Из-за стола он вышел в сад покурить, хотя курил редко, потому что говорить с Валентиной не хотелось. Проходя мимо молоденькой яблони, Тихон остановился, долго рассматривал порыжевшую листву и всё никак не мог понять, чего в ней не хватает... И, наконец, догадался: яблок! Только сейчас сообразил, что не осталось ни одного! И сразу вспомнились они, выпиравшие из Сергеева рюкзака. Ещё удивился тогда и решил, что то была картошка. Румяно-жёлтые, крепкие яблоки по названию красный богатырь, впервые уродились на яблоньке в этом году. Яблок было немного – одиннадцать, но каждое с кулак, и Булычев радовался, что не зря посадил яблоню в том году, когда перебрался жить к Валентине.
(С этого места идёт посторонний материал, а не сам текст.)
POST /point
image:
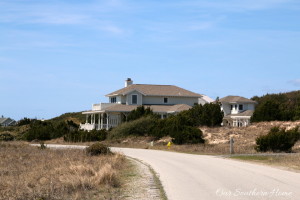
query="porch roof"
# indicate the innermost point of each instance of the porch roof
(155, 108)
(247, 113)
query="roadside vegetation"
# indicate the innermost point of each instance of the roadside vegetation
(33, 173)
(183, 127)
(277, 107)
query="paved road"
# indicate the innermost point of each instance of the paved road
(188, 177)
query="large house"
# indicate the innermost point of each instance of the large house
(162, 99)
(237, 110)
(7, 122)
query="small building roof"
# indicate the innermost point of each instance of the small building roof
(236, 99)
(155, 90)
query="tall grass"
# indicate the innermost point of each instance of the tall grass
(31, 173)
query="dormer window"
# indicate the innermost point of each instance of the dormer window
(134, 99)
(165, 100)
(241, 107)
(113, 100)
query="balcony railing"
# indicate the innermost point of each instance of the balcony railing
(101, 106)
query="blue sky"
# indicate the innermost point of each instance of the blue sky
(63, 56)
После первого цветения, всё нынешнее лето, он терпеливо ждал, когда плоды созреют по-настоящему, чтобы узнать их вкус, выносливость, да и просто полюбоваться, потому что во всём саду не уродилось более ни единого яблочка. Только на его красном богатыре; и он гордился этим, словно это зависело от него. И вот яблок нет, словно и не было никогда, потому что у Сергея хватило совести оборвать их все. И дело, конечно, было не в яблоках – их жалеть не хотелось, – а в чём-то другом, чего Тихон не мог передать словами.
От обиды у него всё задрожало внутри. Сгоряча хотел тотчас догнать Сергея, навешать тумаков, но не стал позориться. Немного успокоившись, но по-прежнему не находя себе места, Булычёв сходил в сарай, взял топор и, вернувшись в сад, одним ударом срубил яблоньку и долго смотрел на неё, кудрявую, лежавшую на боку, словно просил прощения. Потом, когда нёс яблоню в овраг, – навалился стыд. Он боялся встретить кого-нибудь из соседей, крался, непривычно ссутулившись, словно за ним действительно наблюдали. Тихон стонал от обиды на Сергея, на самого себя и даже на покойную мать, толкнувшую когда-то жить с чужим сыном.